The group also discussed the ads run by Roche showing a man with a beat up face ad the message, "If hep C was attacking your face instead of your liver, you’d do something about it." "We did have a big conversation on that. At first when I saw that I thought, ‘Oh man, that’s scary too.’ But then again the whole point was that if you could see from the outside what hepatitis C could be doing to you, wouldn’t you do something about it?

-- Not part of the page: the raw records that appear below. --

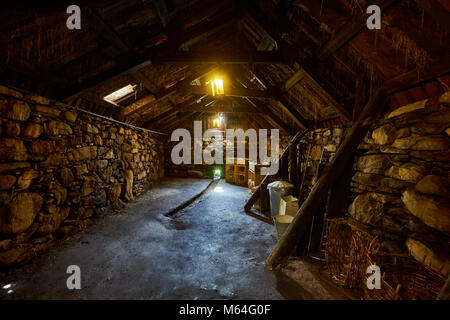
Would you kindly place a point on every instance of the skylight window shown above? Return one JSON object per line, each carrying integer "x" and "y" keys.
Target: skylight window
{"x": 119, "y": 94}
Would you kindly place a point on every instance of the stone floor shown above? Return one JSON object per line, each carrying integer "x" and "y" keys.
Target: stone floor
{"x": 209, "y": 250}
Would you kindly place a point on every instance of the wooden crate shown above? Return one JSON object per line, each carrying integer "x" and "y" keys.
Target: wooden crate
{"x": 229, "y": 173}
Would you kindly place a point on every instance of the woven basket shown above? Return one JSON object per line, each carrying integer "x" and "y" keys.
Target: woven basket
{"x": 350, "y": 249}
{"x": 404, "y": 278}
{"x": 347, "y": 247}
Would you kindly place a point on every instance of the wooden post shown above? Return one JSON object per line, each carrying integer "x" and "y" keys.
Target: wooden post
{"x": 319, "y": 192}
{"x": 292, "y": 163}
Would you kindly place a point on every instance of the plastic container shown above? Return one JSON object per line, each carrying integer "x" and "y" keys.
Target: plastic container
{"x": 281, "y": 224}
{"x": 288, "y": 206}
{"x": 277, "y": 190}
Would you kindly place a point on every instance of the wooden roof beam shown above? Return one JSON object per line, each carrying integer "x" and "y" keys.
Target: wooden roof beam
{"x": 349, "y": 31}
{"x": 414, "y": 77}
{"x": 191, "y": 57}
{"x": 437, "y": 11}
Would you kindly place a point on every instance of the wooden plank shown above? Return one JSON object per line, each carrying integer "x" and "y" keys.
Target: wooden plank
{"x": 166, "y": 92}
{"x": 268, "y": 178}
{"x": 349, "y": 30}
{"x": 293, "y": 80}
{"x": 413, "y": 77}
{"x": 229, "y": 92}
{"x": 437, "y": 11}
{"x": 293, "y": 113}
{"x": 136, "y": 105}
{"x": 236, "y": 57}
{"x": 343, "y": 157}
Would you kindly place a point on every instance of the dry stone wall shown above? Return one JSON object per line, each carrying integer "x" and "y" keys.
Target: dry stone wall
{"x": 60, "y": 167}
{"x": 401, "y": 183}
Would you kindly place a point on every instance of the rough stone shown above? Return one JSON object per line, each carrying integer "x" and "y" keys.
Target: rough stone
{"x": 42, "y": 146}
{"x": 129, "y": 185}
{"x": 53, "y": 160}
{"x": 422, "y": 143}
{"x": 14, "y": 109}
{"x": 437, "y": 261}
{"x": 10, "y": 92}
{"x": 12, "y": 128}
{"x": 54, "y": 127}
{"x": 70, "y": 116}
{"x": 66, "y": 176}
{"x": 83, "y": 153}
{"x": 434, "y": 185}
{"x": 434, "y": 212}
{"x": 7, "y": 181}
{"x": 407, "y": 172}
{"x": 26, "y": 178}
{"x": 10, "y": 256}
{"x": 90, "y": 128}
{"x": 32, "y": 130}
{"x": 90, "y": 184}
{"x": 13, "y": 165}
{"x": 373, "y": 163}
{"x": 12, "y": 148}
{"x": 46, "y": 110}
{"x": 408, "y": 108}
{"x": 37, "y": 99}
{"x": 384, "y": 135}
{"x": 114, "y": 194}
{"x": 18, "y": 211}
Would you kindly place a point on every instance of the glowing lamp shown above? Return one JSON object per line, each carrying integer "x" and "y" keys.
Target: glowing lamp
{"x": 217, "y": 87}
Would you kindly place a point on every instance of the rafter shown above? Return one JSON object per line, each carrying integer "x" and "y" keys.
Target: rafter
{"x": 236, "y": 57}
{"x": 437, "y": 11}
{"x": 414, "y": 77}
{"x": 349, "y": 31}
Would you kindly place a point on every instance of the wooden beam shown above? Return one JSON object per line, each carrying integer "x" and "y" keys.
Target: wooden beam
{"x": 221, "y": 109}
{"x": 180, "y": 107}
{"x": 414, "y": 77}
{"x": 105, "y": 31}
{"x": 162, "y": 11}
{"x": 191, "y": 57}
{"x": 258, "y": 104}
{"x": 229, "y": 92}
{"x": 349, "y": 31}
{"x": 319, "y": 192}
{"x": 437, "y": 11}
{"x": 293, "y": 80}
{"x": 285, "y": 104}
{"x": 166, "y": 92}
{"x": 100, "y": 102}
{"x": 136, "y": 105}
{"x": 343, "y": 112}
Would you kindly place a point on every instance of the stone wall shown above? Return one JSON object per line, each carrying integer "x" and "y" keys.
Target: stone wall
{"x": 401, "y": 183}
{"x": 60, "y": 167}
{"x": 315, "y": 143}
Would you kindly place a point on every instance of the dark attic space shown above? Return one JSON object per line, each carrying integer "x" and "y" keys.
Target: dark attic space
{"x": 225, "y": 150}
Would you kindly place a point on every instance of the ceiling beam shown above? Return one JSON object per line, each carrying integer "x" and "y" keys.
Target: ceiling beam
{"x": 284, "y": 103}
{"x": 437, "y": 11}
{"x": 190, "y": 57}
{"x": 414, "y": 77}
{"x": 349, "y": 31}
{"x": 166, "y": 92}
{"x": 135, "y": 105}
{"x": 102, "y": 29}
{"x": 229, "y": 92}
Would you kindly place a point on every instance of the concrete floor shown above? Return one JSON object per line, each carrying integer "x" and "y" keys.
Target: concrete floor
{"x": 209, "y": 250}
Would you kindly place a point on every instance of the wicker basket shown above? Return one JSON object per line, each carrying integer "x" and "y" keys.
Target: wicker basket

I think for someone with (hepatitis C), it was a positive thing. I guess it just depends on who’s going to see (the ad) that doesn’t have it that goes, ‘Ahhh!) Jane says. But I think in general, that is the way people look at you when you have it.

Jane became a support group facilitator after clearing the virus. She says that her ordeal from the virus and the treatment left her with a desire to help others. "I believe that hepatitis C made me a better person," she says. "It made me change some things in my life that need to be changed. It brought out more of that doing-things-for-others side of me."

Doing things for others, whether it is her children, her support group or her church, is how Jane tries to change people’s attitudes. "Hopefully we can someday fix things where people don’t make other people feel so humiliated and ashamed, because that’s no way to live." She says.

Although the stigmatization of those with chronic hepatitis is widespread, the good news is that the problem might not be as bad as many patients might think. In 2003, a nationwide survey commissioned by the American Gastroenterological Association found that 74 percent of people with hepatitis C believe that most people associate the disease with drug use or unhealthy lifestyles, but in fact only 30 percent of the general public hold this belief.

These statistics, while encouraging, do little to comfort patients like Edwards who hace to deal with social stigma on a daily basis. "It’s just another thing we (hepatitis patients) don’t need with." He says, "because a lot of us are depressed already."